The search infrastructure was intact — the indexes, the embeddings, the query engine all worked fine. They just had nowhere to look.
The Rebuild
Removed the 6 old collections and created 9 new ones, each mapped 1:1 to the current vault structure. Then indexed the development directory as a separate collection.
| Collection Type | Count |
|---|---|
| Old collections removed | 6 |
| New collections created | 9 |
| Dev folder files indexed | 3,857 markdown files across 116+ repos |
| Total chunks generated | ~21K+ |
The development directory was the largest single collection — READMEs, documentation, inline comments, changelogs, all searchable from one place.
Vector Search Didn’t Work
Pulled embeddinggemma to the local model runner for vector embeddings. That’s where the plan started to break down.
Vector search worked for smaller collections but hung on the larger indexes — the vector table hit 12K+ entries and the lookup step stalled. Full-text search (BM25) worked fine as a fallback and was fast enough for most queries.
The Automation
The vault changes daily. Manual reindexing doesn’t happen. A stale index is worse than no index — it gives confident wrong answers.

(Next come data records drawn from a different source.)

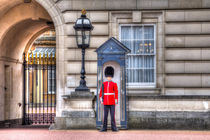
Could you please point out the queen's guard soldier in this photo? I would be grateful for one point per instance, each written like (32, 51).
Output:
(109, 97)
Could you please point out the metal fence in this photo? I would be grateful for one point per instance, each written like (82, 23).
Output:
(39, 88)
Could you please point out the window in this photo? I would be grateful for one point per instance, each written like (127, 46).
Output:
(51, 81)
(140, 65)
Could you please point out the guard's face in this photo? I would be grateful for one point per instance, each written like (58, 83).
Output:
(109, 78)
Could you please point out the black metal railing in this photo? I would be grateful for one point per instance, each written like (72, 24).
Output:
(39, 88)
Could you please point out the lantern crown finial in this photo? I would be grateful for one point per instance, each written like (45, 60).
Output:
(83, 12)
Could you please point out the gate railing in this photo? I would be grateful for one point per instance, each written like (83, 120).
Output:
(39, 88)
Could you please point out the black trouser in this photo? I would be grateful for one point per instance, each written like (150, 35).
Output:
(112, 111)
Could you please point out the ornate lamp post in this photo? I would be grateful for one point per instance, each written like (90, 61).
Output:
(83, 28)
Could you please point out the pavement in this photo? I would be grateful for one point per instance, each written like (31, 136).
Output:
(45, 134)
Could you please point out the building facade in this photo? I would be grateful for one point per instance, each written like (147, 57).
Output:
(168, 68)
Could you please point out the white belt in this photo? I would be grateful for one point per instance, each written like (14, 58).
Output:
(108, 93)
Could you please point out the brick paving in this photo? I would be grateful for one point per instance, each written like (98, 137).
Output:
(45, 134)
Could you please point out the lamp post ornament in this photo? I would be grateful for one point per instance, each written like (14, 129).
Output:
(83, 28)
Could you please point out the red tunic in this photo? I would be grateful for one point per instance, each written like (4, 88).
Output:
(112, 90)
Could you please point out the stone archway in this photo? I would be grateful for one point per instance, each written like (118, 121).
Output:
(20, 22)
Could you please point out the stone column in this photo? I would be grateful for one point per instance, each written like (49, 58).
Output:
(78, 112)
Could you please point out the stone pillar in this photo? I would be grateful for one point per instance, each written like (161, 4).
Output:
(78, 112)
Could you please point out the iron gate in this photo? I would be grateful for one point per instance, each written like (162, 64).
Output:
(39, 88)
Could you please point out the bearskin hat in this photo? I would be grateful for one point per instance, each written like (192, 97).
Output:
(109, 71)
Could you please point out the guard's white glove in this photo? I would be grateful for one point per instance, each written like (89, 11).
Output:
(116, 101)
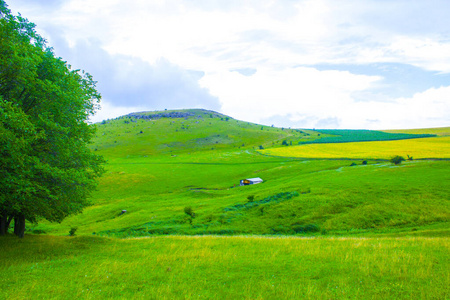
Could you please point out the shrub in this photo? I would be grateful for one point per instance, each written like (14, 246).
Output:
(396, 160)
(189, 211)
(72, 231)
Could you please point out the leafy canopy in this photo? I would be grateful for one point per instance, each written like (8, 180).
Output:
(47, 169)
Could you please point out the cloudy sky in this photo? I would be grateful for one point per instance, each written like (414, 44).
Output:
(374, 64)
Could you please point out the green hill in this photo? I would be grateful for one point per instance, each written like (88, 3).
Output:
(178, 172)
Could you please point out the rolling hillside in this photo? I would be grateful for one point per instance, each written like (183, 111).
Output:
(178, 172)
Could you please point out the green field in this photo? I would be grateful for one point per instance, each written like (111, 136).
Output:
(316, 228)
(44, 267)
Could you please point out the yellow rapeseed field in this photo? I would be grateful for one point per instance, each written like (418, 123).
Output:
(441, 131)
(438, 147)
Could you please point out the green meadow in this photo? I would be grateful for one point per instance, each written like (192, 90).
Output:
(169, 219)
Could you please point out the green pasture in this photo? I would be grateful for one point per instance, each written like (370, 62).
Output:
(156, 174)
(177, 267)
(314, 229)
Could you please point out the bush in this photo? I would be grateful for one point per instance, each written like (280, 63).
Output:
(396, 160)
(189, 211)
(72, 231)
(306, 228)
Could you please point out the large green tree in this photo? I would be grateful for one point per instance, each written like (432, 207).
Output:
(47, 170)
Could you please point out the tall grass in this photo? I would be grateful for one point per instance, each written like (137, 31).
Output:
(224, 268)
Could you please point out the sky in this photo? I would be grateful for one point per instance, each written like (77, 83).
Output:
(347, 64)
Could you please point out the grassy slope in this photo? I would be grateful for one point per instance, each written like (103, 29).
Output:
(224, 268)
(155, 174)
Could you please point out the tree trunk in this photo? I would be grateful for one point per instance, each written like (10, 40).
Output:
(19, 225)
(3, 221)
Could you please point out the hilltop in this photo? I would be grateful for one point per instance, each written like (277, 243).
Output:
(178, 172)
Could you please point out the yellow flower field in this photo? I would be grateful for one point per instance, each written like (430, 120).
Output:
(438, 147)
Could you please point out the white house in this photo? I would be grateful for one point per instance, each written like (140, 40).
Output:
(251, 181)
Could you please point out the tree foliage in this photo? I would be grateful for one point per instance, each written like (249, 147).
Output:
(47, 170)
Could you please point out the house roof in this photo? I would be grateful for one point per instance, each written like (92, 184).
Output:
(256, 179)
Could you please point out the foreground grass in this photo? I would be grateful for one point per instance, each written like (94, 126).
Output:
(224, 268)
(417, 148)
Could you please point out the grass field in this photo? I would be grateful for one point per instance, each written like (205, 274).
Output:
(156, 174)
(316, 228)
(417, 148)
(224, 268)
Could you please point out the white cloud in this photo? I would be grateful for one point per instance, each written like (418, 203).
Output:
(272, 37)
(299, 92)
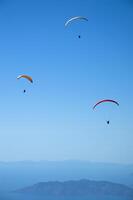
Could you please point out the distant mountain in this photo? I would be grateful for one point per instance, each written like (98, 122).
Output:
(20, 174)
(78, 188)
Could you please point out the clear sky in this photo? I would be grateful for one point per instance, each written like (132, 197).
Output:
(54, 119)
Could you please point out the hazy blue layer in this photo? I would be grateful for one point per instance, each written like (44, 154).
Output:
(30, 197)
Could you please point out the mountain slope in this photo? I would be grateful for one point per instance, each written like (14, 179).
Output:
(78, 188)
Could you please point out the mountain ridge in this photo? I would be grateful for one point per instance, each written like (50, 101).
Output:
(83, 187)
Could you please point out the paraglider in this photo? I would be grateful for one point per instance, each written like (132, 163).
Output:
(29, 78)
(75, 19)
(106, 101)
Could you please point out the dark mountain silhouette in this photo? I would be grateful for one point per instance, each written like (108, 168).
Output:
(78, 188)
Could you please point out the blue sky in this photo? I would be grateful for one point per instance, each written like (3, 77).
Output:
(54, 120)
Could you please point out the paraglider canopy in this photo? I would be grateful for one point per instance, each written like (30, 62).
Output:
(29, 78)
(104, 101)
(74, 19)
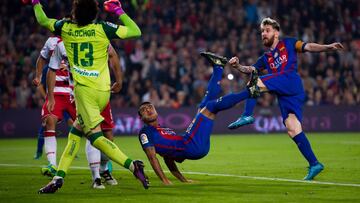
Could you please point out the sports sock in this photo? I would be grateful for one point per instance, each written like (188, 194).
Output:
(93, 157)
(249, 107)
(104, 162)
(50, 146)
(213, 88)
(304, 146)
(110, 149)
(227, 101)
(70, 151)
(41, 141)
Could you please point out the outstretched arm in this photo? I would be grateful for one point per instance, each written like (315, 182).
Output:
(314, 47)
(234, 62)
(115, 66)
(170, 163)
(151, 154)
(41, 17)
(40, 63)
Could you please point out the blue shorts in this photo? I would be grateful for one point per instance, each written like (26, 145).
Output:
(289, 90)
(197, 137)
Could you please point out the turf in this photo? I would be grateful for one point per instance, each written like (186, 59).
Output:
(231, 166)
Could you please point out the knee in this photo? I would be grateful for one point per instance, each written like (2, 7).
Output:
(293, 126)
(211, 106)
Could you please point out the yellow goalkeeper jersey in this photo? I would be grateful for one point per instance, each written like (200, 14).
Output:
(87, 51)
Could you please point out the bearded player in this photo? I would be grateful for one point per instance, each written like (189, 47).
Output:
(284, 81)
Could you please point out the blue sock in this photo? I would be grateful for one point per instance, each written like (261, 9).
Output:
(40, 140)
(227, 101)
(249, 107)
(213, 88)
(304, 146)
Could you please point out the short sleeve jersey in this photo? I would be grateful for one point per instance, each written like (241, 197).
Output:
(283, 58)
(87, 51)
(166, 142)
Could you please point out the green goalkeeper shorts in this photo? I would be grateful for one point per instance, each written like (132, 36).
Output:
(89, 104)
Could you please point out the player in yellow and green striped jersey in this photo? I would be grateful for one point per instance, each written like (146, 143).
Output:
(86, 43)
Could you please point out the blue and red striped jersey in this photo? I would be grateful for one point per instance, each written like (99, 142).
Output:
(165, 140)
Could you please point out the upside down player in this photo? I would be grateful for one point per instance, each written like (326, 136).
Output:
(86, 46)
(195, 143)
(285, 82)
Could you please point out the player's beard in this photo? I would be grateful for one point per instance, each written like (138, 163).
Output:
(269, 42)
(151, 119)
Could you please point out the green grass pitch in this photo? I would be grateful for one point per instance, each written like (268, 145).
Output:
(237, 169)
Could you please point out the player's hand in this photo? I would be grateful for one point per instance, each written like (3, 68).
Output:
(335, 46)
(234, 62)
(114, 7)
(36, 81)
(50, 104)
(116, 87)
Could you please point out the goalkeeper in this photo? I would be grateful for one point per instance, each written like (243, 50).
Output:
(86, 44)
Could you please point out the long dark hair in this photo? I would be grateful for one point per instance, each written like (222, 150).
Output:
(84, 11)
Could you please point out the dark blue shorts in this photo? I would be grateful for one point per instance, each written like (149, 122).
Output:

Created an update script and a launchd agent to run it every 4 hours:
| Component | Purpose |
|---|---|
Update script (~/bin/) | Reindexes all collections, regenerates embeddings, logs results |
| Launchd agent | Fires every 4 hours, macOS-native scheduling |
Why launchd over cron
macOS. Launchd is the native scheduler, handles power management correctly (won’t fire while sleeping, catches up on wake), and doesn’t require the cron permission dance that macOS has been tightening for years.
Decisions
| Decision | Rationale |
|---|---|
| 1:1 collection-to-folder mapping | Keeps the mental model simple — the collection name matches the folder name |
| Skip binary asset folders | Media files aren’t useful for text search |
| 4-hour refresh interval | Frequent enough for freshness, not wasteful |
| BM25 as primary search | Vector search hangs on large indexes; full-text is fast and reliable |
The Damage Report
| Metric | Value |
|---|---|
| Session duration | ~90 minutes |
| Old collections removed | 6 |
| New collections created | 9 |
| Files indexed | 3,857+ markdown files |
| Chunks generated | ~21K+ |
| Automation | 4-hour launchd refresh |
| Known issue | Vector search hangs at 12K+ vectors; BM25 fallback works |
The rebuild took ~90 minutes. The automation runs every four hours. The indexes stay current without intervention.